Elena debió reconstruir todos los hechos a partir de entrevistas porque no se integró a la Coalición de Intelectuales y Artistas donde estuvieron José Revueltas, Monsiváis, José Luis Cuevas y otros pintores y escritores. Había también una agrupación solidaria de maestros, pero tampoco era maestra. No asistió a manifestaciones, así que dependía por completo del relato que le hiciéramos sus entrevistados.

Y entonces grabó horas y escribió miles de cuartillas con la versión coral: el que no asistió al mitin (teníamos la obligación autoimpuesta de no asistir y pocos cumplieron) le dijo cómo llegó el Ejército, todos habíamos oído a la multitud clamar: ¡El Consejo!, y se nos quebraba la voz, a ella se le humedecían los ojos. Todos habían oído a los de civil y guante blanco gritar: Batallón Olimpia, no disparen, aunque el “no disparen” no tenía sentido en los pisos altos, donde tiraban puertas a patadas. Todos éramos testigos de cómo había entrado la tropa al Casco, a CU y a Zacatenco. La entrevistadora no exigía: Dime únicamente lo que viste.

Sin que yo lo supiera, Raúl le dio mis originales como producto de todos, así que ella podía asignar la voz a quien deseara.

Un domingo llegó Elena acompañando a una guapa mujer de piel canela y ojos verdes. Me la presentó así: Luis, te presento a tu editora. Se trataba de Neus Espresate, directora de la editorial ERA. Mi relato iba a ser publicado por una editorial que me gustaba por su orientación y sus diseños: hacía libros muy hermosos, de magníficas portadas.

—Hemos notado —dijo Neus— que no le has puesto título y te queremos proponer la expresión final de tu relato: La Cicatriz. Con eso recordé que el título sólo se lo había platicado a un amigo, preso común, con el que vivía un romance platónico (por entonces), Pepe. Y no lo había puesto en el manuscrito. Respondí que había pensado en la canción de moda entonces: Those were the days... Luego lo había traducido: Esos fueron los días. Al añadir la temporada de cárcel pensé: Los días y los años. Le gustó y además era la propuesta del autor.

Esto debió ocurrir, cuando mucho, a fines de abril de 1970, porque en mayo de ese año Elena dio a luz. Tuvo una hija. Además, ya había grabado kilómetros de cintas y transcrito millares de cuartillas. No volvió a Lecumberri. Ya libre, en alguna fiesta setentera, la periodista y amiga común, María Luisa La China Mendoza, recordó cómo había visitado a su amiga Elena en París, alojada en casa de una tía materna y abrumada por miles y miles de cuartillas. En alguna breve polémica, Raúl Álvarez dijo que él no sabía que Elena hubiera escrito su crónica tlatelolca “en París sentada abajo de un árbol…”. Claro que no: Elena no está loca para hacerlo ni yo loco para decirlo. El tema del árbol viene de que esa tía de Elena tenía su hermoso departamento frente a un parque en cuyo centro crecía lo que la tía llamaba “el árbol más bello de París”. Lo era porque ella lo había salvado alguna vez de las sierras podadoras francesas que someten todo árbol a un régimen cartesiano. Y hacen bien: no se caen ramas secas sobre autos como aquí. Pero, en medio de un parque, no causaba peligro alguno.

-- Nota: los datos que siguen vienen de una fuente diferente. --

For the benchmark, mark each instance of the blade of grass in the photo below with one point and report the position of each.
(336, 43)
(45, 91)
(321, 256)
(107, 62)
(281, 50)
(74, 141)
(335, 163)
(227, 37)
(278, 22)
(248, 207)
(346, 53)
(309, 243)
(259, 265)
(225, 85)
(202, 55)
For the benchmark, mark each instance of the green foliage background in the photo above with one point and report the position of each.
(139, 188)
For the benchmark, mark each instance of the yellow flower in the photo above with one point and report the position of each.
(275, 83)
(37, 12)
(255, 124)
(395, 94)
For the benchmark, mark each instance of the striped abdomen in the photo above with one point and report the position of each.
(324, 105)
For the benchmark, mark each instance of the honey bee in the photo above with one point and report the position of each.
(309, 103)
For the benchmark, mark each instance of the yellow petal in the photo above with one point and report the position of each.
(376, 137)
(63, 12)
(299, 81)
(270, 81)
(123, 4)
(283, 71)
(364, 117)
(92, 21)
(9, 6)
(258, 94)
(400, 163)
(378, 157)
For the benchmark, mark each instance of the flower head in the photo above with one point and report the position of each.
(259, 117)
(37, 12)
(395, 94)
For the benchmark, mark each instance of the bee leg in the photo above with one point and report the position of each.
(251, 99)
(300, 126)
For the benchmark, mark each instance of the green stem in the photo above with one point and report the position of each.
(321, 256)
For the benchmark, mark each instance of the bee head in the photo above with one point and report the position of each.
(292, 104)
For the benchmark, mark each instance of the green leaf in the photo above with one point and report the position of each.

La historia carcelaria con el preso común, Pepe, y su desenlace inesperado ya libres, la publiqué 40 años después: Otros días, otros años. ¿La verdad?... Era en lo único en que pensaba, e hilaba Los días... en mis conversaciones con Pepe, que era preso con comisión (los que trabajan dentro de la cárcel: panadería, cocina, talleres, escuela; a los estudiantes no nos había autorizado nunca la Dirección tener una comisión porque éramos peligrosos: podíamos producir un motín carcelario).

Lo aquí relatado está en mi declaración ante la Procuraduría Especial que dirigió Ignacio Carrillo Prieto. Desconozco si tomó declaración al comandante del Olimpia, Ernesto Gómez Tagle, si lo localizó, vivo o muerto. Lo único claro, y se prueba con lo que oímos los detenidos en el tercer piso, es que el Olimpia rogaba, suplicaba a gritos inaudibles:
no disparen, no disparen… aterrados. Eso que vimos y oímos un medio centenar tumbados en el suelo del tercer piso, apunta a que hubo al menos otra mano participante para tender esa trampa. Todavía no entiendo con qué fin, cuál fue la utilidad si ya nos tenían detenidos. ¿Sembrar el miedo? Sembraron la guerrilla de los años setenta a ochenta, la convicción de que los caminos democráticos estaban cerrados y eran un espejismo burgués.